Dataset used in [27] and CERTH-AUTH database [20] are used in this paper. First dataset consists of 90 images for each of three grades of follicular lymphoma. CERTH-AUTH database consists of nine images for grade two and five images of grade three of follicular lymphoma. Examples of grades one, two, and three images are presented in Fig. 1.

Fig. 1
figure 1

Example images for grades one, two, and three of follicular lymphoma. a Grade 1, b Grade 2, c Grade 3

In Sect. 2, the proposed multi-scale directional filtering approach is reviewed. In Sect. 3, the proposed feature extraction scheme using directional filterbank outputs are described. In Sect. 4, experimental results are presented.

2 Directional filtering framework

Directional filtering is a new framework developed in this paper. In this framework, a one-dimensional (1D) prototype filter with impulse response \(f_h\) with order \(N\) is rotated in 2D to filter images in various directions. In this way, a bank of filters are obtained by rotating \(f_h\) along a set of angles parameterized by \(\theta \).

To obtain a directional filterbank, the high-pass \(f_h\) of a wavelet filterbank is rotated along various directions. Instead of rotating \(f_h\) by bilinear (or cubic) interpolation, we use the following method: For a specific angle \(\theta \), we draw a line \(l\) going through the origin \((l: y=\tan {\theta }x)\) and determine the coefficients of the rotated filter \(f_\theta (i,j)\) proportional to the length of the line segment within each pixel \((i,j)\), which is denoted by \(|l_{i,j}|\). For odd \(N,\, f_0(0)\) is exactly the center of rotation, and therefore, value of \(f_0(0)\) does not change in \(f_\theta (0,0)\). Therefore, we take the line segment in origin pixel \(|l_{0,0}|\) as reference (\(|FG|\) in Fig. 2b). For \(\theta \le 45^\circ \), \(|l_{0,0}| = \frac{1}{\cos {\theta }}\), assuming each pixel is of unit side. For each pixel in column \(j\) in the grid, we calculate the \(f_\theta (i,j)\) as:

$$\begin{aligned} f_\theta (i,j)=f_h(i) \times \frac{|l_{i,j}|}{|l_{0,0}|} \end{aligned}$$

This approach is also used in computerized tomography [8].

Fig. 2
figure 2

Filter rotation process for the Lagrange à trous filter. a \(f_h(i,j)\), b Line \(\theta =\arctan {(1/2)} = 26.565^\circ \), c lengths of line segments in each pixel of the rectangular grid, d resulting directional filter \(f_{26.56^\circ }\)

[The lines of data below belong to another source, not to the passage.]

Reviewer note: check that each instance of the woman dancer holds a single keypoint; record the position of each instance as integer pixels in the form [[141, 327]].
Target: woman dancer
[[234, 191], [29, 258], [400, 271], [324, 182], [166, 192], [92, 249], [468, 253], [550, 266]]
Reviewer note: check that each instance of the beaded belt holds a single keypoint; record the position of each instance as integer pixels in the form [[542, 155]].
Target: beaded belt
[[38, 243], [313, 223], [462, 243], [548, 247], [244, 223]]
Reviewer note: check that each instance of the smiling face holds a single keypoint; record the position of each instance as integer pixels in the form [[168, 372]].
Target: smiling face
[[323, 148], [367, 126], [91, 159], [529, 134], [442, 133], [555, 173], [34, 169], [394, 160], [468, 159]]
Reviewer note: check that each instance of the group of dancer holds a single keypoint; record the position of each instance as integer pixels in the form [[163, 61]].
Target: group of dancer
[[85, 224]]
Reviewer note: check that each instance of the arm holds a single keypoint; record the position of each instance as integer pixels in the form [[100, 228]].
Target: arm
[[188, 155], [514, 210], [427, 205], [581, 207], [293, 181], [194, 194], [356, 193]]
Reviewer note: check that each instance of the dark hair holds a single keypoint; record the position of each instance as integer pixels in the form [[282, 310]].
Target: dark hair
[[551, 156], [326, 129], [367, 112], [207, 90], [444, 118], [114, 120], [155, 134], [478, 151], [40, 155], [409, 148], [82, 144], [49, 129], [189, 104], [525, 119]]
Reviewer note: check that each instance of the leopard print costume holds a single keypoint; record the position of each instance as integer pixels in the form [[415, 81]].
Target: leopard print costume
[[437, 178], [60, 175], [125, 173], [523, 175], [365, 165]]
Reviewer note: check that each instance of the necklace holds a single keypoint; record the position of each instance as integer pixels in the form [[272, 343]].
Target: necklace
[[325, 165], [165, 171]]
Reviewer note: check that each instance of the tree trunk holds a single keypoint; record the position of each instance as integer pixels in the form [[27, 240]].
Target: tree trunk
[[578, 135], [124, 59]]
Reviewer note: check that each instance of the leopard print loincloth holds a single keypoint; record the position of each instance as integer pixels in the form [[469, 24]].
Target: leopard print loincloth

Calculating the line segment \(|l_{i,j}|\) is straightforward. To rotate the filter for \(\theta \le 45^\circ \) (which corresponds to \(N_v \le 1\)), we place \(f_0\) to the vertical center of a \(N \times N\) grid, where \(C_X(i,j)\) and \(C_Y(i,j)\) are the coordinates of the center of cell with the horizontal index \(i=0,\ldots ,N-1\), and the vertical index \(j=0,\ldots ,N-1\). Then, we construct a line \(l\) along the desired direction where the bisector of the line is the exact center of the grid (which is also the center of filter). For every pixel of the grid, we calculate the rotated filter coefficients as:

$$\begin{aligned} f_\theta (i,j)&= f_h(i,0) \times \frac{\sin {\theta }}{2} \nonumber \\&\times \left( \min \left\{ C_x(i,j)+0.5,\frac{C_y(i,j)+0.5}{\tan {\theta }}\right\} ^2 \right. \nonumber \\&\left. -\max \left\{ C_x(i,j)-0.5,\frac{C_y(i,j)-0.5}{\tan {\theta }}\right\} ^2\right) \end{aligned}$$
(1)

To rotate the filter for \(\theta \ge 45^\circ \), we first rotate the filter \(90^\circ -\theta \) then transpose \(f_{90^\circ -\theta }\) to get \(f_{\theta }\). Note that this method of rotation does not change the DC response of the original filter, because \(\sum _{i,j}f_\theta (i,j) = \sum _{k}f_0(k)\).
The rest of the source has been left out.